Court tennis is the mother racket game from which all others have sprung. Historians say that an open-air version of the game was played in the early 12th century, and most likely much earlier. According to United States Court Tennis (see www.uscourttennis.org), “a bishop about 1200 was reprimanded for neglecting evensong to play tennis,” a testament to the sinfully addictive nature of the game. Private courts began to be developed, the earliest being at Poitiers in 1230.
The game was originally played by an open hand batting the ball, hence the French name for the sport, ‘jeu de paume’, for ‘game of the palm.’ The innovation of rackets occurred much later, in the early 16th century.
And, pretty much, there things have remained....
The racket that is used is an absurdly heavy hunk of lumber that should probably be endorsed by the American Academy of Orthopaedic Surgeons, since it has surely left many of the sport’s proponents reeling from tennis elbow or tears of the rotator cuff. The ball that is used looks outwardly like a standard tennis ball but is actually comprised of a cork center on which is hand-sewn a felt cover. Because it is handmade the bounce of a court tennis ball can vary markedly.
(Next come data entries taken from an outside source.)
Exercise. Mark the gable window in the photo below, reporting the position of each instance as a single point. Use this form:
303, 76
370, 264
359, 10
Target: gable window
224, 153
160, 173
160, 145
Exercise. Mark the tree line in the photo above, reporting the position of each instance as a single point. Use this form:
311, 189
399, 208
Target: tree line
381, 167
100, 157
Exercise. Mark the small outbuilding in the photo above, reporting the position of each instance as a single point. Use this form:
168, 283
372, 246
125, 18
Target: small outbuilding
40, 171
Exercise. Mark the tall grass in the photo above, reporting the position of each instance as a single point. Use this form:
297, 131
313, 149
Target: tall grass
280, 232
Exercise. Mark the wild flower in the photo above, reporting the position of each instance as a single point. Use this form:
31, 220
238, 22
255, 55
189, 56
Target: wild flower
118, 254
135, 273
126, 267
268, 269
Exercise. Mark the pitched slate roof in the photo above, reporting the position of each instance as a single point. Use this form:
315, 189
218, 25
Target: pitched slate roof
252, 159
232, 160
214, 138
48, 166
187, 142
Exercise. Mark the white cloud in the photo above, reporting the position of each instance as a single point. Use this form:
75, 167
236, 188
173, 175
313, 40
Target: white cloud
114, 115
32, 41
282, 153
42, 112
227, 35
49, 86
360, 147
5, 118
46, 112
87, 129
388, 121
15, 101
And the scoring system is famously convoluted, so that it is said that if you truly know how to score you must be one of the top players of the sport.
Court tennis is what happens to a sport that is so obsessed with its history that it gradually relinquishes its right to be considered anything other than a curiosity. Sad, because it happens to be a fun game. The court itself looks a lot like a standard tennis court, but the room in which it is played is festooned with abutments and windows called the dedans, tambour and penthouse, all of which add an extra dimensionality to play. (For a look at a court, see Court Tennis .) The problem is that court tennis has refused to evolve, so that while tennis and squash rackets have grown lighter while increasing in power, their court tennis cousins are still as heavy as ever, scaring away potential players; the balls are still quirky and expensive to obtain; and the arcane scoring system continues to be largely unfathomable and a hindrance.) And the courts themselves are hugely expensive, well into 6-figure investments.
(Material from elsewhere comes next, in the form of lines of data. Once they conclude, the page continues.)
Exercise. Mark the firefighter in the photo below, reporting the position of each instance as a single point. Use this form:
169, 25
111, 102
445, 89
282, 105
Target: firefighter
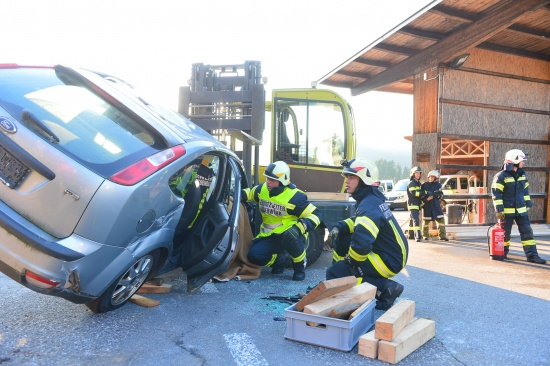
287, 217
432, 210
510, 190
370, 246
415, 195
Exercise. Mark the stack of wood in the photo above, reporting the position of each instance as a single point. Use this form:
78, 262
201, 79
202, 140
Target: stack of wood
339, 298
397, 333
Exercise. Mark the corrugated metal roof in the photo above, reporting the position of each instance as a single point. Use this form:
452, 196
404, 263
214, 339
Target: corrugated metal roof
441, 31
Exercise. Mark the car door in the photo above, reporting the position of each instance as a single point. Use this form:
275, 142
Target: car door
213, 237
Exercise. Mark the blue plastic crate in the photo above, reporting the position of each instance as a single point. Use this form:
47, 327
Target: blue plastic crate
330, 332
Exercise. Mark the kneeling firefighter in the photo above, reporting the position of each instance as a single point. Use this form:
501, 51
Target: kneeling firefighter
287, 216
372, 245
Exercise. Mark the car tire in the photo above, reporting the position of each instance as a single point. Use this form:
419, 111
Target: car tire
121, 290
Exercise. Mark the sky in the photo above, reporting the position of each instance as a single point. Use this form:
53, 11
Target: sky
153, 44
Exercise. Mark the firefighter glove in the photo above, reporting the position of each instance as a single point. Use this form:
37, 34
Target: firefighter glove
354, 266
291, 234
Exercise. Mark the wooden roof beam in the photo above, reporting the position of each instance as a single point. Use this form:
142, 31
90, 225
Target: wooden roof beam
513, 51
371, 62
456, 43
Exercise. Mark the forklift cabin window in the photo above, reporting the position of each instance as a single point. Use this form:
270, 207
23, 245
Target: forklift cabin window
310, 133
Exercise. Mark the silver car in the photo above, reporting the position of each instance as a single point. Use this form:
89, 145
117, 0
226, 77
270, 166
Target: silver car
102, 189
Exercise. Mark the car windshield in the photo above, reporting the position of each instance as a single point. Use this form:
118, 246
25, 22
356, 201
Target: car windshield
401, 185
87, 126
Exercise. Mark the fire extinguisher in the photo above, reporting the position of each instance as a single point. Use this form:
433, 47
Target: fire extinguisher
495, 240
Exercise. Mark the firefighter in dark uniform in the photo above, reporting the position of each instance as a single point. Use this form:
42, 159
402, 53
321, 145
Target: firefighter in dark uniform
510, 190
287, 216
370, 246
415, 195
432, 211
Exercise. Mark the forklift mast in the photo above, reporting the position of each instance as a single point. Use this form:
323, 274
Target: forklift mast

Squash, too, has its history-centric proponents. Here’s one example: I recently overheard a leader in the NY-area squash community say, “I would never lift the restriction to whites-only clothes on court because I respect the traditions of the game too much.” That unfortunately is what the court tennis leaders have said now for a thousand years or so, and look where that attitude got them. The original restriction to white clothing was actually a practical matter: back in the day, colors were likely to run in the wash, so to get around the problem, all clothes were white. Voila, problem solved. But that restriction makes scant sense nowadays, since athletic clothing is color-fast.
All this seems like a minor thing, so why not just keep with tradition? But in an age when the fortunes of the sport of squash are partially weighed against its perceived televisual appeal, it is not a minor thing at all, and proponents of squash shouldn’t avoid experimenting and approving change when change makes sense.
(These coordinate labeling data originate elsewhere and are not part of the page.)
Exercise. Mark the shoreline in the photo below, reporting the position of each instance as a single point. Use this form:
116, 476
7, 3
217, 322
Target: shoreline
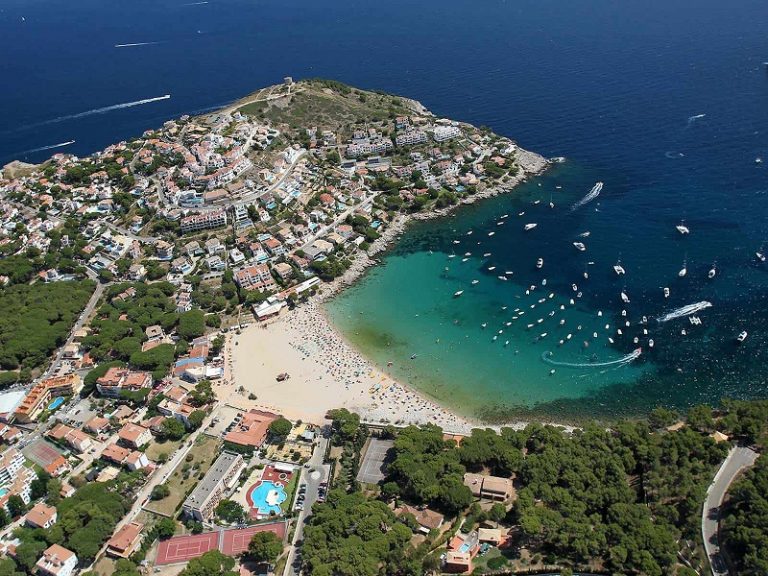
328, 372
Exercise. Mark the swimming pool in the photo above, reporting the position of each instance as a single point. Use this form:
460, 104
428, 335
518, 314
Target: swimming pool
266, 497
56, 403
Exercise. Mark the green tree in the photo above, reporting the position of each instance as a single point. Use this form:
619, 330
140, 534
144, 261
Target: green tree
230, 511
165, 528
191, 325
172, 429
280, 428
159, 492
265, 547
16, 506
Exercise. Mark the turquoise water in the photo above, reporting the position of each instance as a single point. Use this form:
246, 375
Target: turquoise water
56, 403
259, 493
406, 307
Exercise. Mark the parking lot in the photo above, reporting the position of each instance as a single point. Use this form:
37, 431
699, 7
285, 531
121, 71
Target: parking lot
372, 467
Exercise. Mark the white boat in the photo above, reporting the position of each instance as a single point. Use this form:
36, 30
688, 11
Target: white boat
594, 193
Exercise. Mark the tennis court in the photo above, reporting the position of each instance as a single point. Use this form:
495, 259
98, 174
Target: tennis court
184, 548
41, 453
231, 542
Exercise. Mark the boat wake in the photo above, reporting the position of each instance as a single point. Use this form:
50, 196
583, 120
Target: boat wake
547, 357
136, 44
594, 193
103, 110
685, 311
51, 147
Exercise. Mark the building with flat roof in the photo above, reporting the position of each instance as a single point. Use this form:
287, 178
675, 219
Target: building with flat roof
40, 395
118, 379
56, 561
125, 541
252, 429
134, 435
490, 487
220, 478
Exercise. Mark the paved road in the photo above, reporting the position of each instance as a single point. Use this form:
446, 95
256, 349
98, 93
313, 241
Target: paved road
86, 313
738, 460
317, 472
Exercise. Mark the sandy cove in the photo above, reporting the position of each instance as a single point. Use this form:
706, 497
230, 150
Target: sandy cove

We’ve all read articles about the clothing worn by female tennis players, some of which are designed to be downright sexy as well as athletic. Serena Williams has created a sensation with her skintight tennis outfits, including a catsuit that she wore playing at the U.S. Open as a 17-year-old. She has even taken her passion for design to the next level by developing her own line of clothing called Aneres, her first name spelled backward. And Maria Sharapova often looks like she is dressed for a night on the town rather than a few hours of top-flight tennis.
Stories covering the latest court fashions have received quite a bit of press. Or is press coverage just another change history-centric squash players would like to avoid?